The bill makes this change retroactive, but only back to 28 October 2011, the date the prime ministers of the sixteen realms reached their agreement. Thus it will only affect those born after that date, which means that for instance Princess Anne and her descendants will still come after her younger brothers Prince Andrew and Prince Edward and their descendants. Lady Louise Windsor, the daughter of Prince Edward, will also still follow behind her younger brother James, Viscount Severn. I think the person closest to the throne who will actually be affected by this is the newborn grandchild of the Duke of Gloucester, Tane Lewis, who is currently ahead of his elder sister Senna in the succession, but who will cease being so when the bill is enacted.
The bill further removes the ban on people married to Catholics from succeeding to the throne. However, those who are themselves Catholic will still be barred from succeeding (as the monarch is head of the Church of England). Interestingly, this provision is made retroactive for those who have married Catholics and are still alive. The persons closest to the throne affected by this are the Earl of St Andrews (son of the Duke of Kent) and Prince Michael, who lost their succession rights when they married Catholics, but who will now regain a place in the order of succession. Several other people will also be affected by this, including for instance the three children of the late Princess Ragnhild of Norway.
Thirdly, the bill radically limits the scope of people who need the British monarch’s permission to marry. Under the Royal Marriages Act of 1772 (which will now be repealed in its entirety), all descendants of George II, except those descending from princesses who married into foreign royal houses, needed the monarch’s permission to marry in order for their marriages to be valid under British law. From the time this bill comes into force the need to obtain permission will only apply to the first six in line for the throne – i.e. currently the Prince of Wales (Prince Charles), the Duke of Cambridge (Prince William), Prince Henry, the Duke of York (Prince Andrew), Princess Beatrice and Princess Eugenie. Once the first child of Prince William is born next year, Princess Eugenie will be free of this obligation. Failure to comply with this rule means the loss of succession rights for the person in question and his or her descendants. Most marriages deemed void by the Royal Marriages Act will now be “legalised”.
The bill also involves amendments to several other pieces of legislation, namely the Treason Act of 1351, the Bill of Rights, the Act of Settlement and the Regency Act of 1937. Interestingly, the bill does not make any changes to the practice whereby the Duchy of Cornwall devolves on the heir to the throne when the eldest son of the monarch. I believe this will require separate legal amendments, as does the issue of whether the title Princess of Wales may in the future be given to the heir apparent when being the monarch’s daughter.

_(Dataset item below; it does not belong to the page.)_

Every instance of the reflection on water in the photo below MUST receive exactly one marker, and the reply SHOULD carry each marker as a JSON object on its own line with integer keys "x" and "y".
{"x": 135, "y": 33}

Under current legislation the title Prince(ss) of the United Kingdom and the style Royal Highness are(by Letters Patent of 1917) limited to the children and the male-line grandchildren of the monarch. At some stage one would expect new letters patent to be issued to alter this, which will no longer make sense when the eldest child is heir regardless of its sex.
It is also interesting to observe that the bill does not limit the succession to the throne. Thus all descendants of the Electress Sophia of Hanover, except Catholics, will continue to be in the order of succession and the retroactive inclusion of those who have married Catholics will mean that the number of potential heirs (which already run to hundreds and hundreds of people) will actually increase.
When this bill is passed by the House of Commons and the House of Lords and come into effect Spain and Monaco will be the only European monarchies where males still take precedence over females in the succession (while Liechtenstein bars women altogether).